As a lifelong videogame nerd, my discovery of The Games That Weren't website was serendipitous. While I was personally only aware of a handful of cancelled games from the 80s, I was instantly hooked on the idea of a whole hidden history of games that never reached a publishable state. For preference, though, I tend to read offline, so the dead-tree version was a must-have.
The book is pretty hefty - over 640 pages - and, naturally, the amount of detail for each entry is variable: some are still covered by nondisclosure agreements, some are just from so far back, or were such contentious projects, those involved have only sketchy recollections. Many of the entries are accompanied by "artist's impressions" of what the finished game may have looked like, while others feature concept art, handwritten notes and other treasures. The longer entries are broken up by shorter stories set across a double-page spread.
While it's never less than fascinating, the layout of the text makes reading some of the longer entries a bit of a chore, and the use of pull quotes is often quite bizarre: they're run across the full page width, like the main blocks of text, but frequently don't relate to anything on the page they appear. Entries can be pages and pages of nothing but text, followed by a handful of pages of art, and I feel that it might have looked better to have some images interspersed within the text, rather than keeping them separate.

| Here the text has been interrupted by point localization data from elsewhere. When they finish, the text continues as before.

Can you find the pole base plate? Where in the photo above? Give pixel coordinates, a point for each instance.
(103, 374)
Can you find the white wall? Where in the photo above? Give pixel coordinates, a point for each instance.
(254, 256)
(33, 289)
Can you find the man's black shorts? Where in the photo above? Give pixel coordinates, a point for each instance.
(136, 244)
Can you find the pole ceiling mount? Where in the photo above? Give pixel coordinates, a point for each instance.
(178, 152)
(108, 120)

Nevertheless, the stories behind some of these Games That Weren't can be heartbreaking, frustrating, or downright ridiculous, and the experiences of those involved in development reflect the passion they had - and in many cases, still have - for their work.

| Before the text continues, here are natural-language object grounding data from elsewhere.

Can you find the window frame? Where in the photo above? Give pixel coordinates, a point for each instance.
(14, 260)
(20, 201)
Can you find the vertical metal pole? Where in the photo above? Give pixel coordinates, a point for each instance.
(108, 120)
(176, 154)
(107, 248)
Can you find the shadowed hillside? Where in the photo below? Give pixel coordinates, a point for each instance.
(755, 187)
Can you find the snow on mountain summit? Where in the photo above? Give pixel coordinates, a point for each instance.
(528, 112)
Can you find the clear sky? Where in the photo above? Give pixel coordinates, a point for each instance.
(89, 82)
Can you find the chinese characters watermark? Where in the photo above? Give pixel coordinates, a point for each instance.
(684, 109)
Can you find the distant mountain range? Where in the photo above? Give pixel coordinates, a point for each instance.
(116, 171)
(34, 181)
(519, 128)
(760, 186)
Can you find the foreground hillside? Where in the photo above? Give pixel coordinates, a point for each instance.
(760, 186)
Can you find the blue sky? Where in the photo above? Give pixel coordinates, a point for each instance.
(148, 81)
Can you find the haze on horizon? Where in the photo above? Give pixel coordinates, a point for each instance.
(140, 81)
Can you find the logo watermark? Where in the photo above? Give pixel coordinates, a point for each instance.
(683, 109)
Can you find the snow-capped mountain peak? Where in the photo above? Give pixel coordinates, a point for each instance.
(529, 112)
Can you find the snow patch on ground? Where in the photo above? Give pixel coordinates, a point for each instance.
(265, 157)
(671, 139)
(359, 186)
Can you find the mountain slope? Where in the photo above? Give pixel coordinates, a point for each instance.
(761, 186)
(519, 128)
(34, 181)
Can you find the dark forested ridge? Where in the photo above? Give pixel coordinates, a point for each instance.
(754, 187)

Like Jason Schreier’s ‘Blood, Sweat, and Pixels’, this book reminds me that every video game that is released is an absolute miracle. Spanning 40 years between 1975 and 2015, The Games That Weren’t chronicles 90 games and 5 systems in various stages of production (from the planning stage all the way to being completed) that were never released for myriad reasons. Some of these games sounded pretty awesome and I can’t for the life of me understand why anybody would cancel them, while the cancelation of others is painfully obvious. Many of these games are thankfully playable, either on other systems they were released on (e.g. you can’t play Half-Life on the Dreamcast, but you can play it on PC and PS2), or thanks to released source code.
Gasking and his contributors did a remarkable job putting all this together, and even making the techie stuff easy to understand. I enjoyed most of the stories as told by the various creators who worked on the games, and appreciated their candor.
This was a fascinating look at a part of video game history that is often overlooked, and it’s inspired me to go check out the full website (and maybe even try my hand at some bedroom coding of my own).
History is written by winners but sometimes the more interesting stories tend to be the ones of failure. This is where this beautiful book comes into play: "The Games that weren´t" covers all sort of unreleased games on nearly all platforms from 1975 to 2015 (featuring even obscure ones like the Gizmondo). You get to know the background story of the development process and learn why it failed. You even get the info whether the prototype is available to play knowadays and also get some mockup graphics of the games supposed look if nothing is available anymore. All the stories are based on a blog https://www.gamesthatwerent.com so check out wether this 644 page coffee table book is something for your or your studio.
Extremely detailed and exhaustive (I’d say often exhausting) look at cancelled games throughout the years. Beautifully designed and clearly a labour of love but very jargon-y and clearly aimed at a specialised audience which I’m not.
Whilst not quite as well presented as many of the other Bitmap Books, this work provides a fascinating trawl through the history of games that never saw the light of day (at least officially).